Vector Computing

GlassGhost · Feb 10, 2003

I?ve thought about this for quite some time and discussed the idea with a few colleagues and would like to hear what you guys and gals here think of the subject. True vector processing is showing up in a few areas of computing and even in discussions of hardware architecture (SMT Symmetric Multi-Threading, the big brother of Hyper Threading.) Would it behoove AMD & Intel?s R&D labs to start looking into a standardized mechanism for allowing user level processes to create and manage vector code. I?m not talking about threads, those have a ton of overhead and are different than simple operations that can be executed in parallel, i.e. a vector.

Some may argue that Intel?s IA64 is just this, but in reality the EPIC architecture Intel has come up with is far from what most programmers would consider a vector architecture. Wouldn?t it be nice to be able to send a vector processor a series of arbitrarily sized chunks of code to be executed in parallel with each other? I?m no computer engineer, but I can?t see why reserving some real estate on the die, say 16 vector execution units, could hurt. Utilizing a RISC style selection of operations, these vector execution units could chew through code quite rapidly I would imagine.

I know Apple did something akin to this with Motorola with their G4 chip, but I?m not knowledgeable enough to know how their vector style solution was designed.

zephyrprime · Feb 10, 2003

Vector processing abilities already exist on x86's in the form of MMX, 3DNOW!, and SSE. The PowerPC version is AltiVec. SSE is underpowered compared to what the processors they use in supercomputers can do but Intel has to keep the transistor count down. 16 vector units would be a back breaker for any x86 or PPC consumer processor.

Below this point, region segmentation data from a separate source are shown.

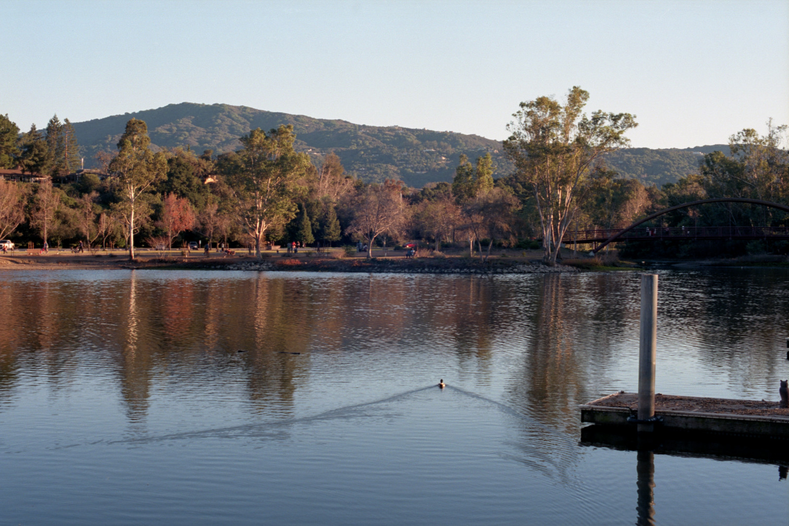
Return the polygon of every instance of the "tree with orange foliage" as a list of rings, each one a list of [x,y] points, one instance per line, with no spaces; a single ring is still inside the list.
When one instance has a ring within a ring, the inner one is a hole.
[[[167,232],[170,248],[173,248],[173,239],[185,230],[189,230],[195,224],[195,212],[189,199],[179,198],[175,194],[167,194],[162,204],[162,215],[156,226]]]

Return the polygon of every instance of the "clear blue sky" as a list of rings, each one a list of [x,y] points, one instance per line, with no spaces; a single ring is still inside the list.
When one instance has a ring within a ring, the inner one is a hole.
[[[522,101],[589,91],[636,146],[789,124],[789,0],[3,0],[0,113],[23,130],[224,102],[504,139]]]

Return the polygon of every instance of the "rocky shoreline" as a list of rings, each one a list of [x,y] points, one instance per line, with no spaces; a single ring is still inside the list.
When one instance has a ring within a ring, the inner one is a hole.
[[[264,259],[231,261],[227,263],[206,261],[174,265],[179,269],[210,270],[255,270],[267,272],[330,272],[401,274],[544,274],[577,272],[567,265],[548,266],[534,261],[478,260],[447,257],[442,259]]]

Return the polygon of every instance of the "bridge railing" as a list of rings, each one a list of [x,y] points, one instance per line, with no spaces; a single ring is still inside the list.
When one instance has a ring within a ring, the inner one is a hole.
[[[597,228],[568,232],[563,242],[592,243],[604,241],[621,228]],[[625,232],[616,241],[671,238],[761,238],[789,237],[789,227],[638,227]]]

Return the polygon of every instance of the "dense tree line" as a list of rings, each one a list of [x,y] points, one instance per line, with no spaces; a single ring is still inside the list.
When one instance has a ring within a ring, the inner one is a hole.
[[[707,153],[700,168],[676,183],[645,186],[607,167],[605,157],[627,144],[634,116],[583,112],[589,94],[575,87],[563,101],[523,102],[510,124],[505,153],[514,171],[494,180],[489,154],[460,154],[453,182],[410,188],[402,181],[365,183],[339,157],[316,160],[296,150],[292,126],[256,128],[241,147],[214,155],[190,149],[153,151],[146,124],[129,120],[114,153],[100,153],[98,172],[77,180],[79,146],[68,120],[25,133],[0,116],[0,167],[48,176],[37,183],[0,181],[0,238],[67,246],[164,250],[189,241],[249,246],[289,241],[327,246],[357,241],[390,247],[421,240],[440,254],[447,243],[489,256],[495,245],[536,248],[560,257],[561,242],[582,228],[617,228],[672,205],[709,197],[787,202],[786,127],[732,135],[729,154]],[[53,182],[54,183],[53,183]],[[734,203],[672,213],[656,225],[786,225],[786,214]],[[684,250],[639,246],[648,250]],[[698,248],[698,247],[697,247]],[[732,250],[789,250],[730,246]]]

I think you've got vector processors confused with multi-core processors and SMT.

I agree with you though that current programming technology isn't suited to take advantage of parallelism that's bigger than instruction level parallelism but smaller than thread level parallelism. The funny thing is, some old technologies could actually take advantage parallelism like this. For example, Fortran could exploit loop iteration parallelism by sending successive passes of a loop to different processors. I guess this sort of thing is problematic nowadays because of modern operating systems. In the near future, some sort of solution to easily exploit multi-core processors & SMT will have to be developed.

dejitaru · Feb 10, 2003

IBM's new chip (supposedly to be released later this year) will support 16 vector units.

Sohcan · Feb 10, 2003

As zephyrprime pointed out, VLIW/EPIC and SMT are quite a bit different than vector computing....the former is a method of improving instruction-level parallelism, while the later is a method of exploiting thread-level parallelism on-chip. Vector computing is a data parallel model (also called SIMD, single-instruction multiple-data), where operations are performed on a vector of elements in lock-step.

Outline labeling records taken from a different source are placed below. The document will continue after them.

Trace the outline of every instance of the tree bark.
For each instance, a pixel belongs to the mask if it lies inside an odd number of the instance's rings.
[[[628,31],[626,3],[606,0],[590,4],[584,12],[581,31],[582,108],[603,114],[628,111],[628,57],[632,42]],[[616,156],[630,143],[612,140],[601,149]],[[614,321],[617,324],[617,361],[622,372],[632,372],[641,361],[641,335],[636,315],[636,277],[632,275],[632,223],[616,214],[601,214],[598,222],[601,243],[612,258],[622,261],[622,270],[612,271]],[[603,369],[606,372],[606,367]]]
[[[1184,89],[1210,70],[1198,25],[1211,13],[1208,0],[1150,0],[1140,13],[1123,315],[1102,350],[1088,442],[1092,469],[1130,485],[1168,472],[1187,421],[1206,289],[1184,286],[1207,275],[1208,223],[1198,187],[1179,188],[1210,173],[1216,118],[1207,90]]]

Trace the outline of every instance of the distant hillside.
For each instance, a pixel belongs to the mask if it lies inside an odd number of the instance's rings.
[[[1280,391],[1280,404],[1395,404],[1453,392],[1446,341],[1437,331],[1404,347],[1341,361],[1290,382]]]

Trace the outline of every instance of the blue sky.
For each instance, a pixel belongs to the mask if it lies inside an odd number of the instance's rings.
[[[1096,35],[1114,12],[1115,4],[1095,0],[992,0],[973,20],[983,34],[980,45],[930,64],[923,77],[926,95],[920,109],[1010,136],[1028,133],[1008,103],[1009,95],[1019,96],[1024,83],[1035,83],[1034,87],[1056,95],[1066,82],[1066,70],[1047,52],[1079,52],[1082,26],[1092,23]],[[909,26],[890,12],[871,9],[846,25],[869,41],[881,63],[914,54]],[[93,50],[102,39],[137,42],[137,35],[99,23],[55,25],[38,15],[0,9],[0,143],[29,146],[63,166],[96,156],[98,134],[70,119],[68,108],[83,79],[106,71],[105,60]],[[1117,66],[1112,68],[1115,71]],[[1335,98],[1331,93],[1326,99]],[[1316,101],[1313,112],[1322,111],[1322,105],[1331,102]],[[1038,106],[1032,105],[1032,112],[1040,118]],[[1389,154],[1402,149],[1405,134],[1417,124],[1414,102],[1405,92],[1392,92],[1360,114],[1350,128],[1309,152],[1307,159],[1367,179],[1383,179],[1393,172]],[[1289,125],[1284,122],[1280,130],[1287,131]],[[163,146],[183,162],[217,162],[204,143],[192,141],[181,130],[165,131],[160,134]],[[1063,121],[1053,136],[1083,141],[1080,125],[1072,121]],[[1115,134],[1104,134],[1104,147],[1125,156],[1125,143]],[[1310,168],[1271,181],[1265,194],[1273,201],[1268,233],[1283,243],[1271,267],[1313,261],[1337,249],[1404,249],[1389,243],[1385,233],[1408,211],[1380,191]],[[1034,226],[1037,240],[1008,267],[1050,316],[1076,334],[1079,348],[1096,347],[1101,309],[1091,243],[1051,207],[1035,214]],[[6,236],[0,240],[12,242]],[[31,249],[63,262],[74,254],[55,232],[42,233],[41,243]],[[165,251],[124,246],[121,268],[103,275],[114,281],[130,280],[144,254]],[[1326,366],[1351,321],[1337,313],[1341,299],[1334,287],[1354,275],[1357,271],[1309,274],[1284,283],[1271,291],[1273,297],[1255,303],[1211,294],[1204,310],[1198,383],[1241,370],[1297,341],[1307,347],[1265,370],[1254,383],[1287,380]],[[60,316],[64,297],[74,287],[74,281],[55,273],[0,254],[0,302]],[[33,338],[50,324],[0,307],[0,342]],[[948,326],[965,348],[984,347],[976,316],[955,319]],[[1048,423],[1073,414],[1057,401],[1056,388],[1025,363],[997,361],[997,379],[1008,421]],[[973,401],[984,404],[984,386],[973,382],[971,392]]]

That being said, the implementations of data parallel computers fall into three camps. SIMD computers (the acronym applies to both the programming model and the implementation type) uses a matrix of distinct functional units, and never enjoyed much success beyond the well known examples of the ILLIAC IV and Thinking Machines.

The "multimedia" instruction sets used by nearly all CPU manufacturers use very small vectors, usually 128-bits long. To compensate for their short size, they usually employ variable-sized elements...for example, an operation can be performed on 2 64-bit values, 4 32-bit values, or 8 16-bit values, etc. The operations are typically meant to be executed on specialized functional units that both allow the variable-lengthed elements and execute the operation on all elements simultaneously (with a few exceptions....the 128-bit multimedia instructions on the Athlon and P4 are executed on 64-bit datapaths requiring two consecutive operations). Again, this functional unit parallelism is needed for any speedup to occur since the vectors are so short.

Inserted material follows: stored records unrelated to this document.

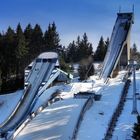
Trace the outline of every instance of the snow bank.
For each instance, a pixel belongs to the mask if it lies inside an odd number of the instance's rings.
[[[103,85],[99,90],[102,92],[102,98],[100,101],[94,102],[86,112],[77,135],[78,140],[101,140],[104,138],[109,121],[118,105],[123,86],[124,83],[117,78],[112,79],[108,85]]]
[[[140,93],[140,72],[136,73],[136,89],[137,89],[137,92]],[[128,90],[128,95],[127,95],[127,99],[124,105],[124,109],[118,119],[116,128],[114,130],[113,138],[112,138],[113,140],[131,139],[132,128],[133,128],[134,122],[137,121],[136,115],[131,114],[132,104],[133,104],[132,97],[133,97],[133,81],[131,82],[131,85]],[[137,109],[138,109],[138,112],[140,113],[139,100],[137,100]]]
[[[16,140],[71,139],[85,102],[85,99],[66,99],[52,104],[37,115]]]
[[[23,90],[19,90],[15,93],[0,95],[0,125],[13,112],[20,98],[22,97],[22,94]]]

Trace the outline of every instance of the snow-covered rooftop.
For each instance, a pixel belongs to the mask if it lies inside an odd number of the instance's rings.
[[[37,115],[16,140],[69,140],[73,136],[85,99],[56,102]]]

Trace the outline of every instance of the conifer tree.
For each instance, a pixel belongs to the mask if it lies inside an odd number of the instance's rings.
[[[140,115],[137,116],[137,123],[134,124],[132,138],[140,140]]]
[[[103,61],[105,54],[106,54],[106,47],[105,47],[104,39],[101,36],[99,44],[98,44],[96,52],[95,52],[95,55],[94,55],[94,60]]]
[[[31,43],[31,53],[33,54],[32,59],[34,59],[42,52],[43,49],[43,33],[38,24],[36,24],[33,29]]]
[[[33,46],[32,46],[32,35],[33,34],[33,28],[31,26],[31,24],[28,24],[27,27],[25,28],[24,30],[24,36],[25,36],[25,40],[26,40],[26,46],[28,48],[28,55],[27,55],[27,58],[26,58],[26,61],[28,63],[31,62],[32,60],[32,51],[33,51]]]
[[[53,22],[53,24],[49,24],[48,29],[44,35],[45,50],[57,51],[60,47],[59,42],[59,34],[56,31],[56,25]]]
[[[16,74],[19,75],[20,71],[23,73],[24,71],[24,58],[28,53],[28,49],[26,46],[25,37],[21,28],[21,25],[18,24],[16,29]]]

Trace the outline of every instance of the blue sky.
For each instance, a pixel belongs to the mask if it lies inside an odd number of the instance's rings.
[[[55,21],[62,45],[86,32],[95,50],[101,35],[105,39],[111,36],[119,7],[131,12],[133,4],[131,44],[135,42],[140,50],[139,0],[0,0],[0,31],[9,25],[15,28],[19,22],[23,28],[38,23],[45,30]]]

*True* vector computers differ from the multimedia extensions in a number of ways. First of all, the vectors are much longer...the Cray-1, introduced in 1975, has eight vector registers, each with sixty-four 64-bit elements. Older memory-memory vector computers had even longer vectors. Vector computers also don't necessarily have wide enough functional units to perform the arithmetic operation on all 64 elements at once....in fact, configurations typical in early vector computers usually had a single vector add/sub unit, multiply unit, divide unit, and vector load/store unit.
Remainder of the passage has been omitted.